Europa: de protagonista a actor de reparto
Los liderazgos más importantes de Europa enfrentan panoramas hostiles: en Gran Bretaña, el primer ministro Keir Starmer trata de evitar una rebelión interna que lo saque del poder; en Alemania, Friedrich Merz ha cumplido un año en el cargo con cifras de rechazo históricamente altas; Francia ha logrado detener la rotativa de gobiernos a costa de postergar la discusión de reformas clave; en España, el gobierno del socialista Pedro Sánchez sobrevive pese a graves acusaciones de corrupción y una seguidilla de derrotas electorales; y en Italia, la hasta hace poco incombustible Giorgia Meloni muestra una sorpresiva debilidad tras salir derrotada en un plebiscito sobre reforma judicial. La fragilidad de los liderazgos europeos tiene su correlato en el auge de movimientos populistas que desafían al establishment: Reform UK es el partido más fuerte del Reino Unido, donde también escalan posiciones los Verdes; Reagrupación Nacional (derecha) y La Francia Insumisa (izquierda) tienen protagonismo claro en la disputa electoral gala, mientras Alternativa por Alemania se consolida en las encuestas como la colectividad con mayor intención de voto en su país; en España, Vox es el partido que más crece. Solo en Hungría y Polonia, pioneros en la oleada populista europea, los liderazgos de este estilo marcan un retroceso, pese a que todavía son actores relevantes.

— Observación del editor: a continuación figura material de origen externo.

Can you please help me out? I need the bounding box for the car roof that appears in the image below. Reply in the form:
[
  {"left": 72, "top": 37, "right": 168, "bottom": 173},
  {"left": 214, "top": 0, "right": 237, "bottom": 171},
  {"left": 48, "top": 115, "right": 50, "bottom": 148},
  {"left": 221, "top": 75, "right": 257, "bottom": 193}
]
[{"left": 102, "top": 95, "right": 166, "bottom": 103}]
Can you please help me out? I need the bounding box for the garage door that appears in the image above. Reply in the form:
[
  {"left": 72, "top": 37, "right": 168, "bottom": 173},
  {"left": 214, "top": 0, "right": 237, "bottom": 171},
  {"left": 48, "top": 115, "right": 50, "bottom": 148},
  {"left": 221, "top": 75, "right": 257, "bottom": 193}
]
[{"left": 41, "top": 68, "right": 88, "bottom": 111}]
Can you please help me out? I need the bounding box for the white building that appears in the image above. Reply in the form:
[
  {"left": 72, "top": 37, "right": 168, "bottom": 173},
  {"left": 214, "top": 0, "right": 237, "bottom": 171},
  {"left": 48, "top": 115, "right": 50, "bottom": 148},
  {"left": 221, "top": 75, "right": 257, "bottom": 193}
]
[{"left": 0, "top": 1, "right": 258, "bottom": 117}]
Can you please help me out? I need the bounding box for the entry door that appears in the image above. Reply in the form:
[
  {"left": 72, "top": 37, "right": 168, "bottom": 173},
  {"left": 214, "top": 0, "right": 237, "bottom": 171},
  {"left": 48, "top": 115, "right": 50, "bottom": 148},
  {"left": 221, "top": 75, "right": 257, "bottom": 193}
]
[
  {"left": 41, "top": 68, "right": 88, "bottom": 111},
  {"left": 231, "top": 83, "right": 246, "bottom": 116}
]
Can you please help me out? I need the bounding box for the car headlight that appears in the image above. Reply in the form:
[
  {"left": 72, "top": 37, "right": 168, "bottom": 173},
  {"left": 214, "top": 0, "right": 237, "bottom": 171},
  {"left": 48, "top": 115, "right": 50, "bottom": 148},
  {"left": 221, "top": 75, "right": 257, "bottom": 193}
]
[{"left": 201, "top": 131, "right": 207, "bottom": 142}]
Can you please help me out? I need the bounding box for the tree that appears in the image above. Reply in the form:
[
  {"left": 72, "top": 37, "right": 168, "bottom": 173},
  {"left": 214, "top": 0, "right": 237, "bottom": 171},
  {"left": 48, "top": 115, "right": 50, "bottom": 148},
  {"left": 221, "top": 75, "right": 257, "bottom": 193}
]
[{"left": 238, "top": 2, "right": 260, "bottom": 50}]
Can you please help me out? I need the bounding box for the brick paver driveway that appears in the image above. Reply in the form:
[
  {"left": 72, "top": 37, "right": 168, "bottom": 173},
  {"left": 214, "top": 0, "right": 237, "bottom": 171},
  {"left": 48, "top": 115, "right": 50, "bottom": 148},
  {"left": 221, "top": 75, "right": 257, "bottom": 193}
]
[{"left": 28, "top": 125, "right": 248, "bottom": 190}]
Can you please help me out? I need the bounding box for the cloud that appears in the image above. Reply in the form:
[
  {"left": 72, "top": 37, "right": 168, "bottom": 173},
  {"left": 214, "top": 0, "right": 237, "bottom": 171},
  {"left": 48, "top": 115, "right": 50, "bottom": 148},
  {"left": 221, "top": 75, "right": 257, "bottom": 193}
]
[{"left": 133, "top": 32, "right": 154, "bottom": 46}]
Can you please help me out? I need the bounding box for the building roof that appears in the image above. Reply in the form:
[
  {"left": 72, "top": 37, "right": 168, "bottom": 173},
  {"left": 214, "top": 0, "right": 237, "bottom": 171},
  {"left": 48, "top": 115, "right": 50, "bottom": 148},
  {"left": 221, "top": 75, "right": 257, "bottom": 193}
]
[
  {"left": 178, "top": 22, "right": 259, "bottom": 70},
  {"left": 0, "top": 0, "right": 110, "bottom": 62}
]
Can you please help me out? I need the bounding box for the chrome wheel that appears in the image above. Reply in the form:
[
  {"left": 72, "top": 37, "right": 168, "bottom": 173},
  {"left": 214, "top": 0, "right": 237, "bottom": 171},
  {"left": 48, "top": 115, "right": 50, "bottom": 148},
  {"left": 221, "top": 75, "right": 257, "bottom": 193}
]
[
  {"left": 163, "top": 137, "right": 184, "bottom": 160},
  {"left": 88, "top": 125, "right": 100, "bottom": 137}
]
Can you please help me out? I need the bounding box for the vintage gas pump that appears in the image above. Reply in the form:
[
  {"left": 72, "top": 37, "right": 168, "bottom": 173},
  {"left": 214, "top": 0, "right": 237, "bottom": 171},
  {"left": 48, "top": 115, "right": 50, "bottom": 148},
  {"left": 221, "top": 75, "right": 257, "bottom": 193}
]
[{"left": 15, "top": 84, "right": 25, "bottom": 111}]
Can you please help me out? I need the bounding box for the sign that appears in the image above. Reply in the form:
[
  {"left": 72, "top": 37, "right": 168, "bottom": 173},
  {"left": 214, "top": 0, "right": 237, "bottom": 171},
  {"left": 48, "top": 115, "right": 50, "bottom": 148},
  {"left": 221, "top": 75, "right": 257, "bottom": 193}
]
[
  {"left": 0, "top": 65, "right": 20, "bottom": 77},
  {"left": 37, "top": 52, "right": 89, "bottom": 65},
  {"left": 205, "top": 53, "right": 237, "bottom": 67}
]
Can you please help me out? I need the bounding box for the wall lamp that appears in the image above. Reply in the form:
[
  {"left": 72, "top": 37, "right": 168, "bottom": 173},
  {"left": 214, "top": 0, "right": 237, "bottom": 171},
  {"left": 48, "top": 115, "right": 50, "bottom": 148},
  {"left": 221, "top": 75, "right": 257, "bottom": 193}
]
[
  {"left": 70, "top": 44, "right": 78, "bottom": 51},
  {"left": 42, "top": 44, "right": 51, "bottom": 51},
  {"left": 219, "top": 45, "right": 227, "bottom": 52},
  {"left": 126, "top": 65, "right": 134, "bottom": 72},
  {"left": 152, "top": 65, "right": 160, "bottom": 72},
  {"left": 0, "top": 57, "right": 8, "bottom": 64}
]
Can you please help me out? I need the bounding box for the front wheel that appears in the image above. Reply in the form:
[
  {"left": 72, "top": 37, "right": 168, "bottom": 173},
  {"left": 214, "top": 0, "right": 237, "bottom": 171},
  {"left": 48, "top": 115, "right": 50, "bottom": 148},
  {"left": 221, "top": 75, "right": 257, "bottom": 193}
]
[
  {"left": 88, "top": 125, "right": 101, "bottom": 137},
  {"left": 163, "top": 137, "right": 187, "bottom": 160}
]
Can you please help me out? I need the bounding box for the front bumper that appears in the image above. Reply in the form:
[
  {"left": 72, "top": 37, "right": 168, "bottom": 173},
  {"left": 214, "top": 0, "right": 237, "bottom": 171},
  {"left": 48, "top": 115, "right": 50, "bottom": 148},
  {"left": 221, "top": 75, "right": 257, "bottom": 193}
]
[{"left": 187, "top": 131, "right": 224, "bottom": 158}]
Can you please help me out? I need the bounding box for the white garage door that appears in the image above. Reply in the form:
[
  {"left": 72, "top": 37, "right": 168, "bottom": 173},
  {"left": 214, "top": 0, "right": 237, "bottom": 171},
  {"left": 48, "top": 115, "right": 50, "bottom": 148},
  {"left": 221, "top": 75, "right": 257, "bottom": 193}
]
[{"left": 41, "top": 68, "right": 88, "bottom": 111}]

“El auge de sectores críticos a la política tradicional sugiere que algo no está funcionando en el Viejo Continente. Una de las razones más obvias es la insatisfacción -en distintos grados- que todos los movimientos emergentes comparten con el proceso de integración europea”. Aunque el fenómeno está lejos de ser exclusivamente europeo, el auge de sectores críticos a la política tradicional sugiere que algo no está funcionando en el Viejo Continente.
Una de las razones más obvias es la insatisfacción -en distintos grados- que todos los movimientos emergentes comparten con el proceso de integración europea. También existe molestia transversal con la inmigración. En algunos casos, como el alemán, hay señales claras de agotamiento de un modelo económico que puso el foco en la producción industrial de bienes y no se incluyó con fuerza en la revolución digital.
Muchos países registran deudas enormes y déficits fiscales que se ubican muy por encima de los niveles prescritos por las normas de convergencia monetaria. Para colmo de males, la geopolítica le juega una mala pasada a Europa. La guerra en Ucrania confirma la existencia de la amenaza rusa, justo cuando la llegada de Donald Trump al poder en Estados Uniodos provoca que el Viejo Mundo ya no cuente con las garantías de seguridad de las que gozó por décadas.
Ahora los gobiernos enfrentan la ingrata tarea de reasignar recursos limitados para comenzar a pagar por la defensa nacional, un desafío para el que las sociedades europeas no parecen política, financiera ni culturalmente preparadas. Las dificultades se acumulan y la pérdida de influencia y presencia se hace cada vez más innegable. Europa apostó por un mundo que dejó de existir: creyó en la paz democrática y la integración comercial y se encontró con un entorno crecientemente conflictivo y una guerra en su patio trasero; se enfocó en el poder blando, mientras adquieren mayor importancia las armas y el poder nuclear; algunos de sus países optaron por la energía rusa barata y ahora deben conformarse con pagar precios de mercado en el mercado global; pasó de largo de la revolución digital y hoy carece de protagonismo en sectores clave como la inteligencia artificial y el transporte eléctrico; sus economías se han estancado, son deficitarias y están endeudadas; enfrenta un malestar social del que no logra sacudirse.
La decadencia resulta obvia para una región que tendrá que acostumbrarse a jugar un rol de reparto en la escena global.